A federal grand jury indictment alleged that in 1996 and 1997, Berger fraudulently enabled Craig to borrow significantly more from its line of credit than was allowed under the terms of its credit agreement with a consortium of four banks. The indictment further alleged that Berger fraudulently overstated Craig's inventory and accounts receivable. Craig's reported inventory and accounts receivable established the amount of Craig's borrowing availability from the bank. By fraudulently transferring defective inventory to a refurbished inventory category, and by overstating Craig's accounts receivable through the creation of bogus shipments and by shipping product early, Berger defrauded the bank into loaning Craig more than allowable under Craig's borrowing agreement.

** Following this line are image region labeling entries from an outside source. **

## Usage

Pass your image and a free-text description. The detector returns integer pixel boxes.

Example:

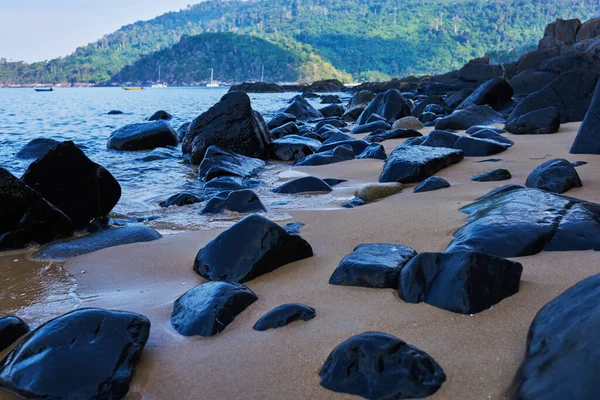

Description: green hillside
[0,0,600,84]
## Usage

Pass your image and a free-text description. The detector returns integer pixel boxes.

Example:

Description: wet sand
[0,124,600,400]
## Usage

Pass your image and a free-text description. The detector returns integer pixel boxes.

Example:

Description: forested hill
[0,0,600,84]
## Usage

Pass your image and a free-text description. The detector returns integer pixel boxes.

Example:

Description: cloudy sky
[0,0,200,62]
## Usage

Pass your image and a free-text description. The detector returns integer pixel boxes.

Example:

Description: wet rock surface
[0,309,150,399]
[171,282,258,337]
[254,304,317,331]
[398,251,523,314]
[319,332,446,400]
[329,244,417,289]
[194,215,313,283]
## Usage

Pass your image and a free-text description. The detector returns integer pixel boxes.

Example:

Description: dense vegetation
[0,0,600,83]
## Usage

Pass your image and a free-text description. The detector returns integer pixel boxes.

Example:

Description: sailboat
[206,68,219,87]
[152,65,167,89]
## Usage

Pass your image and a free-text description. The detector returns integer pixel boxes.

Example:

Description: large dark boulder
[356,89,411,125]
[201,189,267,214]
[253,304,317,332]
[329,244,417,289]
[171,282,258,337]
[525,159,583,194]
[509,275,600,400]
[21,142,121,229]
[0,316,29,351]
[379,145,464,183]
[570,79,600,154]
[182,92,271,164]
[0,168,73,251]
[31,225,162,261]
[0,309,150,399]
[398,251,523,314]
[198,146,265,181]
[106,121,177,150]
[194,215,313,283]
[319,332,446,400]
[508,69,600,123]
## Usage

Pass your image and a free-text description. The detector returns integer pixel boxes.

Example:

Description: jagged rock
[509,275,600,400]
[31,225,162,261]
[379,145,464,183]
[296,144,355,167]
[146,110,173,121]
[505,107,561,135]
[21,142,121,229]
[471,168,512,182]
[319,332,446,400]
[329,244,417,289]
[283,95,323,121]
[182,92,271,164]
[0,308,150,399]
[435,105,505,130]
[413,176,450,193]
[253,304,317,332]
[106,121,177,150]
[171,282,258,337]
[508,69,600,123]
[356,89,411,125]
[398,251,523,314]
[194,215,313,283]
[198,146,265,181]
[525,159,583,194]
[16,138,60,159]
[0,316,29,351]
[201,189,267,214]
[273,176,333,194]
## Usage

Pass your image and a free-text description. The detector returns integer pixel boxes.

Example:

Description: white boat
[206,68,219,87]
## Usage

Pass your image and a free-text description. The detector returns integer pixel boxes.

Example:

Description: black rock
[570,79,600,154]
[379,145,464,183]
[194,215,313,283]
[413,176,450,193]
[273,176,333,194]
[147,110,173,121]
[182,92,271,164]
[525,159,583,194]
[0,168,73,251]
[435,105,505,130]
[198,146,265,181]
[329,244,417,289]
[16,138,60,159]
[296,144,355,167]
[283,95,323,121]
[31,225,162,261]
[201,189,267,214]
[0,316,29,351]
[319,332,446,400]
[21,142,121,229]
[254,304,317,332]
[398,251,523,314]
[171,282,258,337]
[471,168,512,182]
[505,107,561,135]
[356,89,411,125]
[106,121,177,150]
[0,309,150,399]
[510,275,600,400]
[356,143,387,160]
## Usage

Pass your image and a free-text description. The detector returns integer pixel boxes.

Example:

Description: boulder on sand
[22,142,121,229]
[182,92,271,164]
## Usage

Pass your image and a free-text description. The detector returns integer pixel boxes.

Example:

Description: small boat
[206,68,219,87]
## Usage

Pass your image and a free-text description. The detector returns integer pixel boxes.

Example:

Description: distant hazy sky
[0,0,196,62]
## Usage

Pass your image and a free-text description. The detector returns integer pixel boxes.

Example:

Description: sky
[0,0,200,62]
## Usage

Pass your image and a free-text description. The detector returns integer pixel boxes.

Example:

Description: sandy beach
[0,123,600,400]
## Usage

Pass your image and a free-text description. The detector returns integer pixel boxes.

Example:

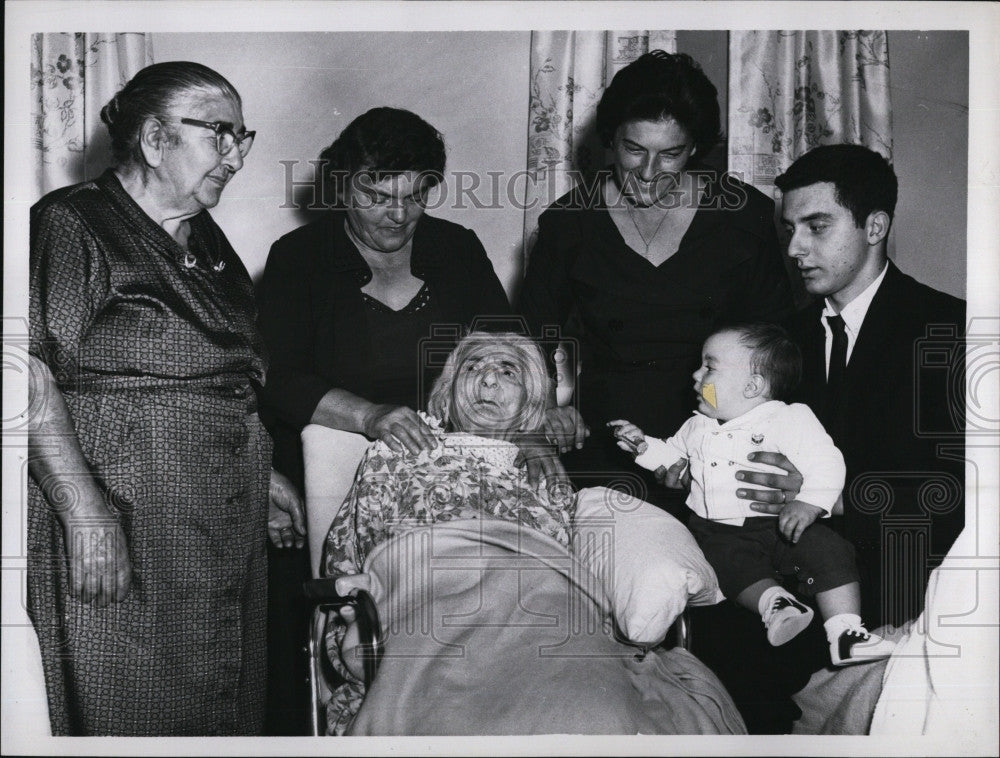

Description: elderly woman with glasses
[28,62,303,735]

The bank consortium ultimately lost approximately $8 million and many investors lost their entire investment in the company.
The jury deadlocked on other counts against Berger and on counts against Bonnie K. Metz, Berger's co-defendant and Craig's former vice president of international sales. Donna Richardson, Craig's former chief financial officer, earlier pled guilty to three criminal counts of bank fraud. Sentencing for both Berger and Richardson is pending.
Previously, on September 27, 2000, the Commission filed a civil complaint against Berger and Richardson in federal district court in Los Angeles for misleading investors through false disclosure and financial reporting in filings with the Commission. Simultaneous with the filing of the complaint, Berger consented to the issuance of a permanent injunction, without admitting or denying the allegations contained in the Commission's complaint, agreed to pay a civil penalty, and be barred from serving as an officer or director of a public company for five years. See Litigation Release No. 16731 (Sept. 27, 2000). In August 2001, Richardson consented to a permanent injunction, without admitting or denying the allegations contained in the Commission's complaint. See Litigation Release No. 17100 (Aug. 13, 2001). The Commission's actions against Berger and Richardson involved primarily the same conduct as charged in the criminal case.
In an administrative proceeding, Metz, agreed, without admitting or denying the Commission's findings, to cease and desist from knowingly circumventing internal controls and falsifying books and records. See Administrative Proceeding No. 3-10316 (Sept. 27, 2000). In another administrative proceeding, on December 13, 2000, the Honorable Brenda P. Murray, chief administrative law judge, revoked the registration of the common stock of Craig Consumer Electronics, Inc., pursuant to Section 12(g) of the Exchange Act. See Exchange Act Release No. 43715 (December 13, 2000).